Flexing Iron Triangles

Any Project Manager will be able to quote to you the three vertices of the famous “iron triangle” of project management: Scope, Resources, and Schedule. Every project is a combination of these three elements:

• Scope: What we’re going to do
• Resources: How much money we have to spend to get it done
• Schedule: How much time we have to get it done

I’ve had managers who jokingly said that they want everything yesterday for free. Usually when a manager says this, or a variation of this, they are usually really asking me for options on scope, on resources, or about the schedule. Sometimes these are variable and sometimes they’re not. I need to ask the manager precision questions around the business need for the deliverable to get the right answers and move the levers of the triangle appropriately. What features do you really need? Who is the customer? What is the venue? Who is the presenter? When is the presentation? How many will be present? Sometimes you can narrow the use cases down to a scope that can be accomplished in a given timeframe in this way. When managers become intransigent around these questions, that’s usually a sign you have a bad manager, or you aren’t asking the questions very well.

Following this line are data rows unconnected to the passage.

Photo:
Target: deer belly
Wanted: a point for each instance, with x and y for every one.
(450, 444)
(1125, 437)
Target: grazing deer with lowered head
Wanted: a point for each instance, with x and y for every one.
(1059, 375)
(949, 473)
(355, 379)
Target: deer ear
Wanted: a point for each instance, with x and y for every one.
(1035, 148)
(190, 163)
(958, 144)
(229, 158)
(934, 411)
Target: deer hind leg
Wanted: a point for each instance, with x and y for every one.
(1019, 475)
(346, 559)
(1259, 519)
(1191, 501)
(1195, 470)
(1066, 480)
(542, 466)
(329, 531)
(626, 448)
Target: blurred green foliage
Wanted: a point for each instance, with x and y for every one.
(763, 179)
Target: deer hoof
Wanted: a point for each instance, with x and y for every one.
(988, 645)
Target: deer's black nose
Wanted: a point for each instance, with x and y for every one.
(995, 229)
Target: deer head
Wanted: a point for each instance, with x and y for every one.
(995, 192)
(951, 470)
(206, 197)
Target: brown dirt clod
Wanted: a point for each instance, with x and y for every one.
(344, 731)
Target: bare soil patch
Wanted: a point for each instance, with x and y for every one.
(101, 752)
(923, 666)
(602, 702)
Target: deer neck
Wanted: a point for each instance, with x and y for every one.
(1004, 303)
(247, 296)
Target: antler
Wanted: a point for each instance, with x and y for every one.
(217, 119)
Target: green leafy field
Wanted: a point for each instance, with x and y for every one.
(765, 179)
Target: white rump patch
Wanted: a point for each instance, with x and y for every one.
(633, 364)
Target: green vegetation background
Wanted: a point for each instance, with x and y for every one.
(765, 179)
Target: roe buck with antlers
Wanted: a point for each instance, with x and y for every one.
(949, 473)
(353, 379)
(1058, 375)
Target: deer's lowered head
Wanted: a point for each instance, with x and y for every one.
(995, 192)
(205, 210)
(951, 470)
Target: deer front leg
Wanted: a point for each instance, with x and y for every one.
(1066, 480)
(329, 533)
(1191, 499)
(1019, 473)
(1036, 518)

The idea is that you can often fix any two of the vertexes. For example, if you have a fixed set of resources and fixed cost, your schedule is going to vary; or, you can reduce the number of features in a product to get it done in a given timeframe. A key takeaway of the iron triangle is that you cannot fix all three sides. Such a system becomes over-constrained.

In software development organizations, over-constraining the iron triangle is very common. Something, however, must give. When a software development effort is over constrained, the usual result is:
• High bug rates
• Low morale
• Late schedules
• Cut features
• Failure to adopt new technologies
• Low productivity

What gives is obvious: quality. We have metrics already within our own organization to prove this. We have high inspection yields and high bug densities in our software, which indicates if we spent a little extra time checking our work, our quality would dramatically improve. We can correct this by injecting quality processes as standard operating procedures and setting expectations that this will be the way we will work from this point forward. We will be doing inspections. We will be writing unit tests. We will be doing peer reviews. Code will not be checked in until it passes all of the StyleCop and FXcop rules we put in place. Etc., etc. Software development will appear to slow down, but quality will go up. This is about setting expectations and pushing quality upstream. When doing your estimates, remember wide-band delphi estimation is about uncovering assumptions: did you include testing in your assumptions? Stress testing? Performance testing? Inspections? These are things software engineers do. Coders don't.